The amendment bill seeks to provide for enhancement of the capital of SBI by issue of preference shares, to enable it to raise resources from the market by public issue or preferential allotment or private placement. The bill also aims to provide for flexibility in the management of the bank

Other banking shares rose. India's largest private sector bank by net profit ICICI Bank rose 0.22%. India's second largest private sector bank by net profit HDFC Bank gained 1.75%.

Metal stocks slipped after LMEX, a gauge of six metals traded on the London Metal Exchange, declined 0.49% on Monday, 8 March 2010.

Tata Steel, Steel Authority of India, Hindalco Industries, Hindustan Zinc, Sesa Goa and Sterlite Industries, JSW Steel fell by between 0.69% to 2.56%.

NMDC tumbled 6.23% to Rs 375.65 after the Empowered Group of Ministers (EGoM) on Monday pegged the price band for the follow-on public offer (FPO) of the company at Rs 300-350 a share, at a discount of 12.6% to 25.11% to Monday's closing price of Rs 400.60 on BSE. The government will offload 8.38% stake in NMDC through the FPO which remains open for bidding between 10 and 12 March 2010.

IT stocks extended Monday's gains triggered by upbeat US jobs data. US is the biggest market for Indian IT firms.

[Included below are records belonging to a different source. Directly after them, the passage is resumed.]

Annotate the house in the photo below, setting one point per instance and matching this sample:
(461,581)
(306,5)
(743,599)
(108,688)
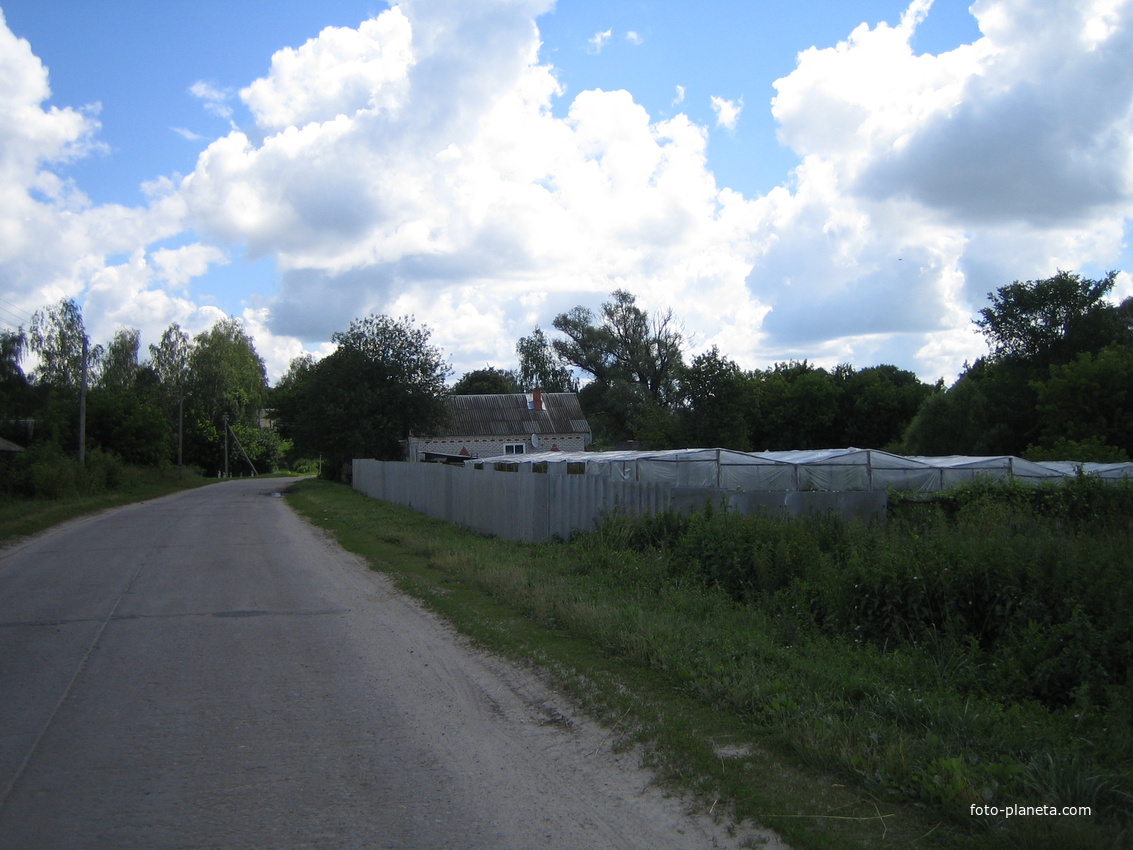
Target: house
(484,426)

India's largest software services exporter by sales Tata Consultancy Services gained 1.12%.

India's third largest software services exporter by sales Wipro rose 0.47% after the company secured an order from Financial Intelligence Unit, a unit of ministry of finance to develop an information technology network to track all irregular financial transactions. The company announced the new order win after market hours on Monday, 8 March 2010. India's second largest software services exporter by sales Infosys was up 0.92%

Economic data released on 7 March 2010 showed US employers cut a net total of 36,000 jobs in February 2010, after jobs fell by 26,000 in January 2010. That was short of the expected 68,000 jobs lost, according to a consensus of economists. Also the unemployment rate, generated by a separate survey, held steady at 9.7%, versus forecasts for a rise to 9.8%.

Realty shares declined on profit taking after the recent upmove. The Finance Minister while presenting the Union Budget 2010-11 on 26 February 2010 said pending projects will be allowed to be completed within a period of five years instead of four years for claiming a deduction on profits. The norms for built-up area of shops and other commercial establishments in housing projects is also proposed to be relaxed to enable basic facilities for their residents. Unitech, DLF, Indiabulls Real Estate and Phoenix Mills fell by between 0.66% to 4.3%.

Cals Refineries clocked the highest volume of 7.01 crore shares on BSE. Tata Motors (4.38 crore shares), Greenearth Resources (1.5 crore shares), Shree Ashtavinayak Cine Vision (1.4 crore shares) and Sanraa Media (0.85 crore shares) were the other volume toppers in that order.

Tata Motors clocked the highest turnover of Rs 337.69 crore on BSE. Jubilant Food Organosys (Rs 204.34 crore),ARSS Infra (Rs 121.30 crore), State Bank of India (Rs 91.05 crore) and ICICI Bank (Rs 84.09 crore) were the other turnover toppers in that order.